Omzinesý wrote: 22 May 2016 17:17 Verbs

Verbs do not agree person. There three tenses, with different time references, present, past and pluperfect. All of the tenses have a finite and infinite form. The infinite form is formed by adding suffix -n to the respective finite form. The infinite form is historically a merger of the infinitive and the perfect participle.

The (finite) present is the stem of the verb.

Few verbs have a simple past form. Most verbs form their past form as a complex form. The past is formed by auxiliary is haun 'to have' and the infinite form of the main verb.
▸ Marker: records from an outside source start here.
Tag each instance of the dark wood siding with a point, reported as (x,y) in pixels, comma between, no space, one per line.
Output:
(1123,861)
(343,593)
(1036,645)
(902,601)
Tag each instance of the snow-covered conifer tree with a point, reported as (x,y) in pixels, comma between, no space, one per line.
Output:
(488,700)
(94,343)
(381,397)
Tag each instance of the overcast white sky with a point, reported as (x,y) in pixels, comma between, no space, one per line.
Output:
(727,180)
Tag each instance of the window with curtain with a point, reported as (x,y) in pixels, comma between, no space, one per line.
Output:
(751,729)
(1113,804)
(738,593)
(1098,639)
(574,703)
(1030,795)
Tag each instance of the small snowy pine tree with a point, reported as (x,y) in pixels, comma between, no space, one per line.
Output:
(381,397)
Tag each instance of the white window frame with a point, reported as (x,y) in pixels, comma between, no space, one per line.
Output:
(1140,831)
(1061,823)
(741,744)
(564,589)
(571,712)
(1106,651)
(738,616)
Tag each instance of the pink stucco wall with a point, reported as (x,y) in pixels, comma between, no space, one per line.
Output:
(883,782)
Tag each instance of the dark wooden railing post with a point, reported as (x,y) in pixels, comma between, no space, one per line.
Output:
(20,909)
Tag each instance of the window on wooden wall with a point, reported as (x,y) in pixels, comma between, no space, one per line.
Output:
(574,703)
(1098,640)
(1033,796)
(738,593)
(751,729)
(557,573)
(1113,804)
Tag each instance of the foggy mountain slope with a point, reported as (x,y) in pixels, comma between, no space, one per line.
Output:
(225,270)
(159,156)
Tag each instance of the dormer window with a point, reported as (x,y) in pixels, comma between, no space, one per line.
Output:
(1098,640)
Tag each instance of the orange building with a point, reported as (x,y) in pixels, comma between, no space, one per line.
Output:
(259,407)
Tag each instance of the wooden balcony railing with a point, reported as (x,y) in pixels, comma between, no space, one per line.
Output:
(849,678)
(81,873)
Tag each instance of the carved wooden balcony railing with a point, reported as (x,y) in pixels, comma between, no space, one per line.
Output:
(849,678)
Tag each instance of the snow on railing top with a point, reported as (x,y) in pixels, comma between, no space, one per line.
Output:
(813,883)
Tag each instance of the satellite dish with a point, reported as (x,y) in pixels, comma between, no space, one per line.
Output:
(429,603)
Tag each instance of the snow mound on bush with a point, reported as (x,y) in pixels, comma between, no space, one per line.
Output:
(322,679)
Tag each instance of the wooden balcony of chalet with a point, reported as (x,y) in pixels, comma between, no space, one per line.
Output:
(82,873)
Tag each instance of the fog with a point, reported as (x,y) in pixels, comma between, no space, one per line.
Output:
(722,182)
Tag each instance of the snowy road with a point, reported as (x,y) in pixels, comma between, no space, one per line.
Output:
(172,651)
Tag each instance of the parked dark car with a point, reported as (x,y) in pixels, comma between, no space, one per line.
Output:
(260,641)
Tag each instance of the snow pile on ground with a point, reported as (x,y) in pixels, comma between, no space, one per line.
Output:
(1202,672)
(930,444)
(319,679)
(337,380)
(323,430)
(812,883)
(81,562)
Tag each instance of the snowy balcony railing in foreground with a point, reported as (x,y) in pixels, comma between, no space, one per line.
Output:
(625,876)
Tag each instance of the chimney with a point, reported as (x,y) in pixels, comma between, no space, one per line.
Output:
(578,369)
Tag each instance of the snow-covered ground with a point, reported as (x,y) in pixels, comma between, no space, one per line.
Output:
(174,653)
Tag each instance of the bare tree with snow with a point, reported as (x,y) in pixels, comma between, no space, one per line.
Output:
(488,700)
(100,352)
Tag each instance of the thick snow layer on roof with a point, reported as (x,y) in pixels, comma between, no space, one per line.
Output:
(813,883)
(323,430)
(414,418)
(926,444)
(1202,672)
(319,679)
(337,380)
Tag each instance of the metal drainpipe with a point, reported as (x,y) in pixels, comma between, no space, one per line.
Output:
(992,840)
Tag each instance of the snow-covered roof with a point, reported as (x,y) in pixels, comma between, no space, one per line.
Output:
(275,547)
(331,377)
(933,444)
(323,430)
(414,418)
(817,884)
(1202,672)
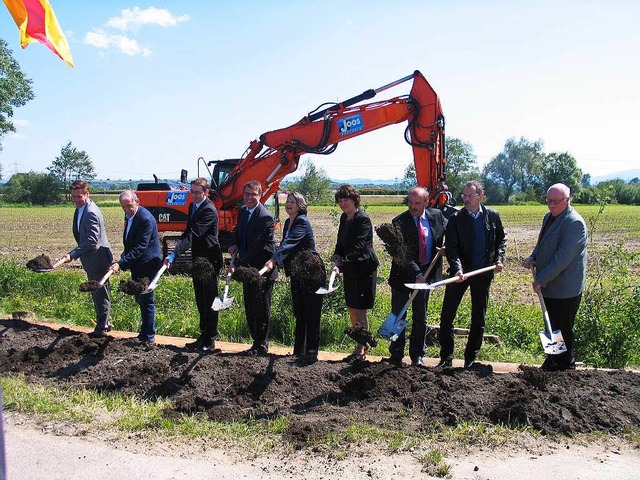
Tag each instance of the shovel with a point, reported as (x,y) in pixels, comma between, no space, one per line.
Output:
(431,286)
(53,267)
(154,283)
(394,324)
(552,341)
(330,288)
(224,302)
(92,285)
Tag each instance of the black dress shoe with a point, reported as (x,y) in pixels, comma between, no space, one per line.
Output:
(418,362)
(445,364)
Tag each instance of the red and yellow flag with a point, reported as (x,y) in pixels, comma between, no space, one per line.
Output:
(37,23)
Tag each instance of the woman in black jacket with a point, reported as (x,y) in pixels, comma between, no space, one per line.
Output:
(355,258)
(297,253)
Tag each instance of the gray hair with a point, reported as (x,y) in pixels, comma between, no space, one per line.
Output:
(561,187)
(129,194)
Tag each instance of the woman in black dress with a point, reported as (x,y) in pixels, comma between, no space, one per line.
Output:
(297,238)
(355,258)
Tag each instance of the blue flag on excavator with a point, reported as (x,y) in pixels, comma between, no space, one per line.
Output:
(38,23)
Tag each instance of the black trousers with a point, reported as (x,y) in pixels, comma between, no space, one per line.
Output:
(418,323)
(257,308)
(307,308)
(206,290)
(562,314)
(479,286)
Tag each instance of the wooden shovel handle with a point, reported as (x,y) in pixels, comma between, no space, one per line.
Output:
(106,277)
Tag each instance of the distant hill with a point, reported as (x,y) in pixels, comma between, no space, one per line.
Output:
(625,175)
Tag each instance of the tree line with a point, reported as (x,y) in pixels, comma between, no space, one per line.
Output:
(520,173)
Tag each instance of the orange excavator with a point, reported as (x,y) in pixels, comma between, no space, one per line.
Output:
(277,154)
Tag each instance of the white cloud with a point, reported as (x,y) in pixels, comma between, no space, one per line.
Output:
(132,19)
(104,40)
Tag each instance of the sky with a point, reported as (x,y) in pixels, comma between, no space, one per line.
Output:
(158,84)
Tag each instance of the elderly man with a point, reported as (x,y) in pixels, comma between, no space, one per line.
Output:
(93,250)
(560,257)
(475,239)
(422,232)
(142,255)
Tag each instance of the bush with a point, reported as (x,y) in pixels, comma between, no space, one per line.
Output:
(34,188)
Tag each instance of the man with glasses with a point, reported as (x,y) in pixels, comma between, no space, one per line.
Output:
(201,235)
(474,239)
(254,246)
(560,258)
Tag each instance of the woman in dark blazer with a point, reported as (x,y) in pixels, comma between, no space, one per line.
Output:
(355,258)
(297,236)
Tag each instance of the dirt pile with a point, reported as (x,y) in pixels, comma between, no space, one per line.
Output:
(326,396)
(41,262)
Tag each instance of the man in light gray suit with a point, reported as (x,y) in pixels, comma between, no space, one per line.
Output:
(560,257)
(93,250)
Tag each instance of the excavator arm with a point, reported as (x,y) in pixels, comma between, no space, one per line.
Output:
(277,153)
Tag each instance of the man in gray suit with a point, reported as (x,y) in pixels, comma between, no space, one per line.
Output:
(93,250)
(560,257)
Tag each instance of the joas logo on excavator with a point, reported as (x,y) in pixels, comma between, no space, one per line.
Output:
(350,124)
(177,198)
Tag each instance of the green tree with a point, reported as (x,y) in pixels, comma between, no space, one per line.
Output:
(33,187)
(561,168)
(314,185)
(517,168)
(15,89)
(72,164)
(460,167)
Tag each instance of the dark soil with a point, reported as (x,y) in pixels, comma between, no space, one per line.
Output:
(324,397)
(41,262)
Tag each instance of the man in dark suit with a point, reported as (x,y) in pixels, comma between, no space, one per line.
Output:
(475,239)
(422,232)
(142,256)
(254,246)
(93,250)
(201,235)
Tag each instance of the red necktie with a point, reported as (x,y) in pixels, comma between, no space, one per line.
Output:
(422,242)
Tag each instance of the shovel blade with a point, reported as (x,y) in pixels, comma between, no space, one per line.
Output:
(222,303)
(553,344)
(324,291)
(392,327)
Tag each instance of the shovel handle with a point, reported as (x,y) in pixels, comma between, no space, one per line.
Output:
(105,278)
(543,305)
(331,280)
(154,282)
(434,261)
(455,278)
(406,305)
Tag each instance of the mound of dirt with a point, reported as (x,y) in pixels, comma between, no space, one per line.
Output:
(41,262)
(324,397)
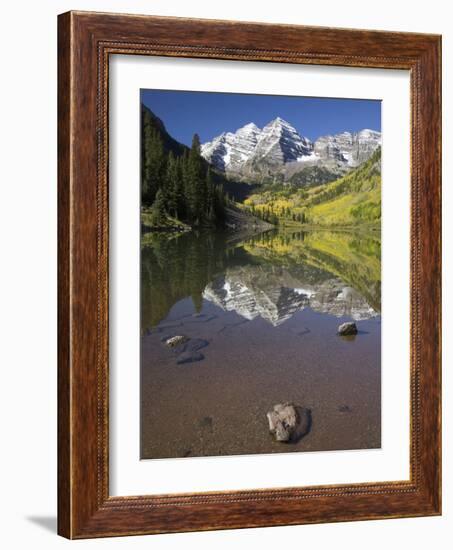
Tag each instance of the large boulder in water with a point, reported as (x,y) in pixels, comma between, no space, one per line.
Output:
(288,422)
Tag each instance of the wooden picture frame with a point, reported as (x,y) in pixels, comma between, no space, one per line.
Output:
(85,42)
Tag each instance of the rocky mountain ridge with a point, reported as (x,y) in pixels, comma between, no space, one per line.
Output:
(279,148)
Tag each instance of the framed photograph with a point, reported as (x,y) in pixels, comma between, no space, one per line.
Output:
(249,275)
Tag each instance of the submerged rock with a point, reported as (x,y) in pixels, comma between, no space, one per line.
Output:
(177,340)
(195,344)
(189,357)
(347,329)
(288,422)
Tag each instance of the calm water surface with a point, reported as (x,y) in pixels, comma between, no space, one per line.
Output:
(261,314)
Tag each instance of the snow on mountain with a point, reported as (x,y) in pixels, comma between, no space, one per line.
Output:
(279,143)
(348,148)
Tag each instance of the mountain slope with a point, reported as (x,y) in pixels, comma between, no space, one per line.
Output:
(151,122)
(278,150)
(351,200)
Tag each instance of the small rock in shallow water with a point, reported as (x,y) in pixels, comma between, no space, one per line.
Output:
(189,357)
(177,340)
(194,344)
(347,329)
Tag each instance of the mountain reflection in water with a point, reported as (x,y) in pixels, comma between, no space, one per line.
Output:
(272,275)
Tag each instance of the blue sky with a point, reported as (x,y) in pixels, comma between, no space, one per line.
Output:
(211,113)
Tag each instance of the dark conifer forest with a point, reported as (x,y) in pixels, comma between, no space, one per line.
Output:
(177,182)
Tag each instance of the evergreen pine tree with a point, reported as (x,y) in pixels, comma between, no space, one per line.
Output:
(158,209)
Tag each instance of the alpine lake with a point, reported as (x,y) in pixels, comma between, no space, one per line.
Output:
(259,315)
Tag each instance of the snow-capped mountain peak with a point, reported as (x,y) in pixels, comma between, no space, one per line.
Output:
(279,143)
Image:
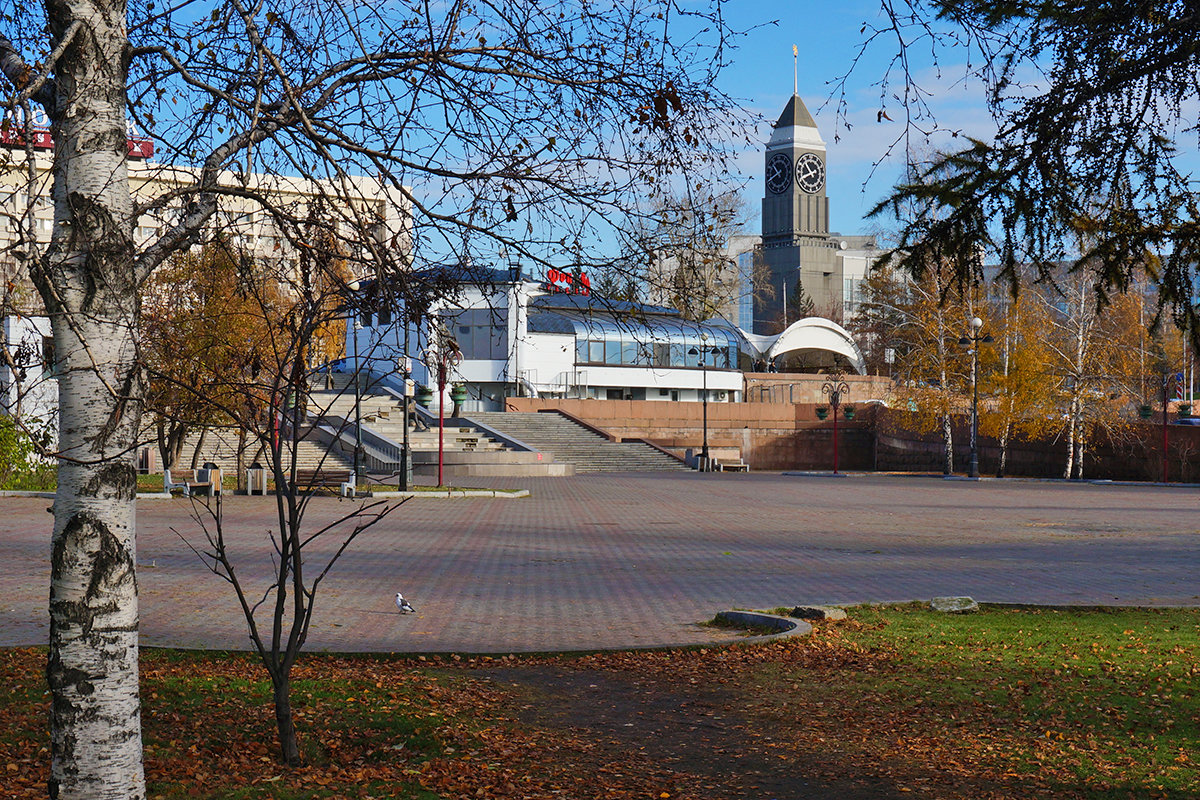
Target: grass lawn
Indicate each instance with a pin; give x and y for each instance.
(895, 703)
In narratives, present forms are however used instead of complex past forms.
Ek hau gan 'I have gone/I went.'

The pluperfect is formed with the simple past of haun and the (past) infinite.
Ek ha jan. 'I had gone.'
Ek ha fran. 'I had been.'

The strong verbs have different present, simple past, and conjunctive forms.

present, simple past, conjunctive

Suppletive:
sy/s*, fra, fre 'be' (sporadic: var -> vra -> fra)
vit, vesz, visz 'know'

Ablaut:
duh, dah, deh 'do' (<h> is just an orthographic means to differentiate da 'there' from dah 'did' and de 'the/it' from deh 'would do')
can, con, ceud 'feel'
mosz, mosz, meus 'have to'
vend, vand, - 'become'
tenk, tank, dynk 'think that (as an auxiliary of opinion'
ska, sku, sku 'future, conditional'
kan, kon, keud 'be able'
can, con, ceud 'feel'
mosz, mosz, meus 'have to'
hau, hat, het 'have'

Last consonant of the present form lost before the past suffix:
mak, mat, met 'make'
mag, mad, med, 'like'
szag, szad, szed 'be located'
sag, sad, sed 'say'
vel [vɛl], vehl [vɛ:l], - 'want'

Historical ablaut causes palatalization of the first vowel and analogy destroys the ablaut.
ga, ja, je 'go'

*Sy is used when the copula is stressed, s when unsressed. The present infinite is syn.
So, I'm updating the irregular verbs - those with the simple past form.

The following verbs have all three: present, simple past, and conjunctive.
Present-past-conjunctive
s/sai - fra - fre 'be'
hau - ha - he 'have'
du - da - de 'do'
kom - kam - kem* 'come, have to'

* 'would come' is usually "gi komn" but 'should' is "kem".

The following verbs have just two forms: present and simple past. The simple past is formed like with all verbs: "gi + the infinitive"
Present-past
ga - gi 'go, will - went, would'
vega - vegi 'leave'
can - con 'feel'
kan - kon 'can'
vend - vand 'become'
tenk - tank 'think'
vil - vel 'want'
vet - vesz 'know'
begin - began 'begin'

The following verbs are historically "weak", (-g + de => dde => d). In principle, they have conjunctive forms formed by umlaut, but their use varies, that is both "med" and "gi madn" appear.
mag - mad (-med) 'like'
mak - mat (-met) 'make'
sag - sad (-sed) 'say'
Edit: frag - frad - fred 'ask'
szag - szad (-szed) 'be located'
braug - braud (-breud) 'use, usually do'

mosz 'must' appears in the same form in both present and past.
Last edited by Omzinesý on 16 Jul 2019 16:25, edited 3 times in total.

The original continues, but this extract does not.